The other day, Chief Justice of India, Justice Altamas Kabir, was participating in a function to mark International Women’s day, organised by the Calcutta High Court Legal Services Committee and the State Legal Services Authority. Anyone who has known the CJI for some time, in a capacity divorced from his professional life, will point to his refreshing, down-to-earth candour, which is probably what led him to make the reported statement that society should be taken by “the scruff of its neck” and made to realise that “this is not the way to treat your women”. He was discussing the December rape incident in Delhi which riveted the attention of the nation and led to efforts to amend the laws on rape and the degradation of women generally in this country.

Permanent solutions needed

Justice Kabir said it was one of such “sickening” events happening almost daily all over the country, and that on the very day the newspapers were full of the Delhi event, a 10-year-old tribal girl had been gang-raped and murdered, the news being “tucked away in the inside pages”. The CJI asked plaintively: “Did she get any compensation? Did anybody bother about her?”

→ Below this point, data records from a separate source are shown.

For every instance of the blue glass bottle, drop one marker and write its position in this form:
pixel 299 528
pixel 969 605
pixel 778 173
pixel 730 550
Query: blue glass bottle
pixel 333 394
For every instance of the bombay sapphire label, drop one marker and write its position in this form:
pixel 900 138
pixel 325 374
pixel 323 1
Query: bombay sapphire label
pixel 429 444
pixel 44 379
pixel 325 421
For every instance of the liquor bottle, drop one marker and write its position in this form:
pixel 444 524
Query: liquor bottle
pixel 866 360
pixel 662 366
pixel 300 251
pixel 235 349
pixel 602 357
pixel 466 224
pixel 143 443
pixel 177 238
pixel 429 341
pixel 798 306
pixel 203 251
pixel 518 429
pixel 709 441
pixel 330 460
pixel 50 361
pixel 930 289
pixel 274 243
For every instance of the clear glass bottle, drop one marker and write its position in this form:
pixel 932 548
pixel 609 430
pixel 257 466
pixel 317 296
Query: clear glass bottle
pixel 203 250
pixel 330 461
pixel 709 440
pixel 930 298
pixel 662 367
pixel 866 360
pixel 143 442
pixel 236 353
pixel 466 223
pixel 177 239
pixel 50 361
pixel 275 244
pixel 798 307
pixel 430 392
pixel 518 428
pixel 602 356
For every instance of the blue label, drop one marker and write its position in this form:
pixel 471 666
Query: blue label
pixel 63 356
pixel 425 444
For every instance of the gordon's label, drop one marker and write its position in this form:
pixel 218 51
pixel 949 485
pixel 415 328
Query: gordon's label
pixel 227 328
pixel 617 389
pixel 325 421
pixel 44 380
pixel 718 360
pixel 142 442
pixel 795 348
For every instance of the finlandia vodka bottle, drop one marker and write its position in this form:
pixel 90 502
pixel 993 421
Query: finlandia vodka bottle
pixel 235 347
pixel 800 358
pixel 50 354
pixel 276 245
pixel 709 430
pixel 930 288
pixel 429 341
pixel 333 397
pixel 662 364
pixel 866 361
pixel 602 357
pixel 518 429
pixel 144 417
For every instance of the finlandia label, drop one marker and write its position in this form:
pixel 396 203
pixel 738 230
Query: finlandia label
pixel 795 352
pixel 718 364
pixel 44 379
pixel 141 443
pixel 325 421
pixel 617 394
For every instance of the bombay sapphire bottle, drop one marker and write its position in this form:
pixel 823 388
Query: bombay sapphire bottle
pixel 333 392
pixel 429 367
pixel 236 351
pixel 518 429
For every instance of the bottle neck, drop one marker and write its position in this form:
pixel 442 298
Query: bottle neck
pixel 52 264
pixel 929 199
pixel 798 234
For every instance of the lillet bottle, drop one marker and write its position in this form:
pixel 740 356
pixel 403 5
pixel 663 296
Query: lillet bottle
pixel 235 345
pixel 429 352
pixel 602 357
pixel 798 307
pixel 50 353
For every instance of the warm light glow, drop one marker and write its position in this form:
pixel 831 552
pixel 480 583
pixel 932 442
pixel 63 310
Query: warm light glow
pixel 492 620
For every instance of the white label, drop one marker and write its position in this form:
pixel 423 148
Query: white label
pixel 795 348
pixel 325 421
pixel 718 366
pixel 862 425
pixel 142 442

The point here is: how do you go about cleansing Indian society of the scourge of treating women, as the CJI said, as “an object of desire”? Society certainly has to be taken by the scruff of its neck and shown what is right and what is wrong, the limiting factor, however, being that the “rule of law” has to be maintained. As the CJI said: “If we are to live in a democracy, which is governed by the rule of law, we have to go by the law”. The important message he had for judges and judicial officers was that they would have to uphold the rule of law and that, consequently, there should be no “knee-jerk reaction” and that “permanent solutions must be carved out”.

India looks to its youth

To shift the canvas from the specific to the general, how does the nation go about ridding ailments as basic as the diseased view of the woman’s place in our society, and corruption, generally? As far as the law’s interpretation is concerned, it is the job of the judiciary; its implementation is the job of the police; that of politicians is to frame the laws with only the best interests of the nation at heart and in the mind. But what is the public perception of the different arms of the Indian State at this juncture of the republic’s history? Are people happy with the state of affairs as regards the probity of the different actors referred to above?

Is there room for improvement in the standards employed by the judiciary, the police, the executive generally, and the politicians in performing their allotted functions? If there is, who is to judge what exactly is wrong and what needs to be done to improve the existing state of affairs? Returning to the CJI’s analogy, who is to take Indian society by the scruff of its neck and carve out a “permanent solution”? A tainted hand cannot always get the best result while performing such an important job.

Certainly, the work has to be begun by the existing institutions, but the leadership role has to be performed by a section of Indian society which still remains untouched by the ills and vices engendered by power and wheeling-dealing. It is the young on whom the mantle must fall to guide our society into the right channels.